Scilla

Asparagaceae

Squill

They are generally low-growing plants with mid-green, strap-shaped, usually glossy leaves. Their flowers are mainly blue and star-shaped to bell-shaped.

Uses

Rockeries, grassy banks and lawns, border plants, container plants.

Culture

These plants are quite hardy. They prefer a moist but well-drained soil in full sun to part shade. 

Propagation

They can be grown from ripe seeds planted in the summer. Seedlings take around 3 to 5 years to flower. Alternatively, separate offsets after the leaves have died back and plant straight away. These may take a couple of years to flower.   
 

Cultivars

S. peruviana (Cuban Lily) - to 24-30cm tall. They produce dense flower heads with as many as a hundred blue star-shaped flowers to 2cm wide in late spring to early summer.

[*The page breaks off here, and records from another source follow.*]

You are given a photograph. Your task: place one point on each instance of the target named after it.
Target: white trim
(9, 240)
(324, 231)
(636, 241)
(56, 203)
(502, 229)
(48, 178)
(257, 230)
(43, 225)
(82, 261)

S. sibirica - to 15cm tall. These produce up to four flower stems per bulb each with up to five bright blue star-shaped flowers in spring.  

 

Plant Health

They are prone to rust which causes yellow-brown leaf spots and dark brown spores. Also, smut may cause flowers to become blackened  with spores. Eelworms may infiltrate the bulbs and destroy them. Aphids sometimes attack stored bulbs.  
 

More info

There are somewhere in the region of 50-80 species of bulbous plants in this genus which come from Europe, Asia and North Africa.